On Contentment

In our culture, the respected artist is most often the conflicted artist, those that struggle with their message, their emotions, or the demons.  John Lennon was the brilliant artistic force behind The Beatles.  He was the poet, the artist, the one that fought for a new vision of what pop music was.  At least, that is what we think.  Paul McCartney on the other hand is the one that kept The Beatles commercial with his great ear for melody and his sappy lyrics.  So what is wrong with art celebrating happiness, love and positive emotions?  Or like Paul said “Some people wanna fill the world with silly love songs.  And what’s wrong with that?”

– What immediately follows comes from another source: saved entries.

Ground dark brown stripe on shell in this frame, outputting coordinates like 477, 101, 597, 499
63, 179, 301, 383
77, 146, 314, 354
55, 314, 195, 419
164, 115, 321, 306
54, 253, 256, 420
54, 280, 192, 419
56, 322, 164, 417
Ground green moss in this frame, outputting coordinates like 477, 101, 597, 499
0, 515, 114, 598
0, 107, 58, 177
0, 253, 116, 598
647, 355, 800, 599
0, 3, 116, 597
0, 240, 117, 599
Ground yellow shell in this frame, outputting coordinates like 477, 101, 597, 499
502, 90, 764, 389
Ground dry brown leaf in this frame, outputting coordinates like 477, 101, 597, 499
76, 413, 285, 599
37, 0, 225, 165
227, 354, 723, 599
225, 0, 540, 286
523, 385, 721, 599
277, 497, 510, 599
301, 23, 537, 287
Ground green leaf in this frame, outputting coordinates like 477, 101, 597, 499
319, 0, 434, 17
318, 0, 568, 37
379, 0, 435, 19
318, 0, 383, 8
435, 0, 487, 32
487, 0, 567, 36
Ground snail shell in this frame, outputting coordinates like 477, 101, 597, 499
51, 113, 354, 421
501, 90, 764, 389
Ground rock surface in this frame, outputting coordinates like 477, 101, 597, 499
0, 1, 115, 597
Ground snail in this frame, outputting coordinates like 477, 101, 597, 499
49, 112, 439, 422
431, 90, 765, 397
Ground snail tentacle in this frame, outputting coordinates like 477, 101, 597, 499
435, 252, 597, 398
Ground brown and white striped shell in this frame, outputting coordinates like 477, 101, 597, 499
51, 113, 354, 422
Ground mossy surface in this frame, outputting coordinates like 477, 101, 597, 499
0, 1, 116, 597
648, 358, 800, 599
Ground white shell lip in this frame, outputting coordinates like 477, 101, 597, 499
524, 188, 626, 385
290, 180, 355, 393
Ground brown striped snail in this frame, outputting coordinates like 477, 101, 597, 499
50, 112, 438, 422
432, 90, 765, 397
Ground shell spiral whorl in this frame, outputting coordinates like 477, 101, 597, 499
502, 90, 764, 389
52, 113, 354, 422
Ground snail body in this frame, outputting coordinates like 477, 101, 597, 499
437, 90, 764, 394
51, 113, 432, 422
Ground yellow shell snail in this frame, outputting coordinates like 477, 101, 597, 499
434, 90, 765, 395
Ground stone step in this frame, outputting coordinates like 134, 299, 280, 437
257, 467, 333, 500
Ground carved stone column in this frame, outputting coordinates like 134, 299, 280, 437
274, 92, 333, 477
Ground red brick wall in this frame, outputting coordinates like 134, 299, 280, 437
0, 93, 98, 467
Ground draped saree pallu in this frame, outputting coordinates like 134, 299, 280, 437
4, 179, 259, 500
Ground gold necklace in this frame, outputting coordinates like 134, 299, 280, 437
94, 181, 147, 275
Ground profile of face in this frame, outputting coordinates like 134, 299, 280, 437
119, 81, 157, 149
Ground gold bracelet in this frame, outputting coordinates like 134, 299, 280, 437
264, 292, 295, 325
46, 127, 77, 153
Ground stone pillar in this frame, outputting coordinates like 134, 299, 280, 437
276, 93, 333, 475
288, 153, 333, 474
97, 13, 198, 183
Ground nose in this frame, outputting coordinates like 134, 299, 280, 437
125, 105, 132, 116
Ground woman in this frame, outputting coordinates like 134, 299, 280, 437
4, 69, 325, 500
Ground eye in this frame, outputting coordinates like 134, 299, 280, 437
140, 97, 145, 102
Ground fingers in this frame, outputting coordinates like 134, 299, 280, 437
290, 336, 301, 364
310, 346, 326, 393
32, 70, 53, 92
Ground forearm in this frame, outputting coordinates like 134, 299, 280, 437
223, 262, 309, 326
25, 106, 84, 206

A few years ago I had a period of absolute emotional breakdown, the proverbial middle-age crisis.  During that crisis, I found the voice that I had forgotten about.  I wrote a novel and a half, hundreds of poems, many short-stories, all in a frenzy to just get everything out of my head.  Often what I wrote was absolute trash, melodramatic, senseless dribble that found it’s way to the trash almost as soon as it hit the page.  Writing was neither cathartic nor senseless.

A few years later I find myself in a different and much better place.  I sit with my laptop ready to write and I only want to write about good things.  I delete them because there is no edge to them.  Who wants to hear about love?  Who wants me to fill a page with silly love poems?